Herberto Hélder Luís Bernardes de Oliveira (Funchal, São Pedro, 23 de Novembro de 1930) é um poeta português de ascendência judaica.[1]
Filho de Romano Carlos de Oliveira (Funchal, Monte, baptizado a 26 de Novembro de 1895) e de Maria Ester dos Anjos Luís Bernardes (c. 1900-1938), tem duas irmãs Maria Regina e Maria Elora. Frequentou a Faculdade de Letras da Universidade de Coimbra, tendo trabalhado em Lisboa como jornalista,bibliotecáriotradutor e apresentador de programas de rádio. Viajou por diversos países da Europa realizando trabalhos corriqueiros, sem nenhuma relação com a literatura e foi redactor da revista Notícia em Luanda, Angola, em 1971, onde sofreu um acidente grave.
É considerado um dos mais originais poetas vivos de língua portuguesa. É uma figura misantropa, e em torno de si paira uma atmosfera algo misteriosa uma vez que recusa prémios e se nega a dar entrevistas. Em 1994 foi o vencedor do Prémio Pessoa que recusou.
Casou duas vezes, com Maria Ludovina Dourado Pimentel, de quem tem uma filha Gisela Ester Pimentel de Oliveira, por casamento Lopes da Conceição, e com Olga da Conceição Ferreira Lima. De Isabel Figueiredo é pai do jornalista Daniel Oliveira.

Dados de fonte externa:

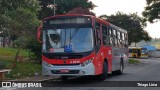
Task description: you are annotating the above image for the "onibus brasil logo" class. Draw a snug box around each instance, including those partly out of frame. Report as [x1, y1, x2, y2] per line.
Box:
[2, 82, 42, 88]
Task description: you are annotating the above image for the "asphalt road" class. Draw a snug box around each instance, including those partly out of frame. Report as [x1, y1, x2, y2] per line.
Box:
[0, 59, 160, 90]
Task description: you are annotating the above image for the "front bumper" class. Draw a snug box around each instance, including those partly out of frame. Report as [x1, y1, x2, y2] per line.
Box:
[42, 62, 95, 76]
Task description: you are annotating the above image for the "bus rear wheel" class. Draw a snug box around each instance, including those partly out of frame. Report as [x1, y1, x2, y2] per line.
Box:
[99, 62, 108, 80]
[61, 76, 68, 81]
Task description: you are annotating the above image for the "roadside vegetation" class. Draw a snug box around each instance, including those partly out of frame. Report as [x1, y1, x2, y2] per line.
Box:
[129, 58, 140, 64]
[0, 48, 41, 80]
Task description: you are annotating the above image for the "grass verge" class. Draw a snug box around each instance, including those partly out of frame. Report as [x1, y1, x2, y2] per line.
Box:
[0, 48, 41, 80]
[0, 60, 41, 80]
[129, 58, 140, 64]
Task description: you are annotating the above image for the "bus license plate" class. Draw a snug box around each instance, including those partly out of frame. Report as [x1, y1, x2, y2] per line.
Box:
[60, 69, 69, 73]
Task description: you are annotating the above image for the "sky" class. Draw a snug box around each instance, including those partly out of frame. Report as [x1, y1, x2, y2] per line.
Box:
[90, 0, 160, 38]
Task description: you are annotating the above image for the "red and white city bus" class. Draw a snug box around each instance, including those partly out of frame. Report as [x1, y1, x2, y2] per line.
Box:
[38, 14, 128, 79]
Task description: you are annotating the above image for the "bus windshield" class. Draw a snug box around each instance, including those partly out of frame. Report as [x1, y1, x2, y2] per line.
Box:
[42, 28, 94, 53]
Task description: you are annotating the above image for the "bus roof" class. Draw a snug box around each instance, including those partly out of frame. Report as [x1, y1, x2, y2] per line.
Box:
[43, 14, 127, 33]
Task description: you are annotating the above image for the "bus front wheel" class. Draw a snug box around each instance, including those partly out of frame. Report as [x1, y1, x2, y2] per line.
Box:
[117, 60, 124, 75]
[99, 62, 108, 80]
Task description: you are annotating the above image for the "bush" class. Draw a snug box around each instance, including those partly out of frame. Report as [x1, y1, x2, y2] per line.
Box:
[0, 61, 7, 70]
[25, 38, 42, 63]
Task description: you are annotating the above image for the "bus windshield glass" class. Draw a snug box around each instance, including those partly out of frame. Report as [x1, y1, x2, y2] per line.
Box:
[42, 28, 93, 53]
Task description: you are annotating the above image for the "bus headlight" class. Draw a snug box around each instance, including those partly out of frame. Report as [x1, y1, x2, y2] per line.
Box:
[42, 60, 52, 67]
[81, 59, 93, 67]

A sua escrita começou por se situar no âmbito de um surrealismo tardio. Escreveu "Os Passos em Volta", um livro que através de vários contos, sugere as viagens deambulatórias de uma personagem por entre cidades e quotidianos, colocando ao mesmo tempo incertezas acerca da identidade própria de cada ser humano (ficção); "Photomaton e Vox", é uma colectânea de ensaios e textos e também de vários poemas. "Poesia Toda" é o título de uma antologia pessoal dos seus livros de poesia que tem sido depurada ao longo dos anos. Na edição de 2004 foram retiradas da recolha suas traduções. Alguns dos seus livros desapareceram das mais recentes edições da Poesia Toda, rebatizada Ofício Cantante, nomeadamente Vocação Animal e Cobra.
A crítica literária aproxima sua linguagem poética do universo da Alquimia, da mística, da Mitologia edipiana e da Imago da Mãe.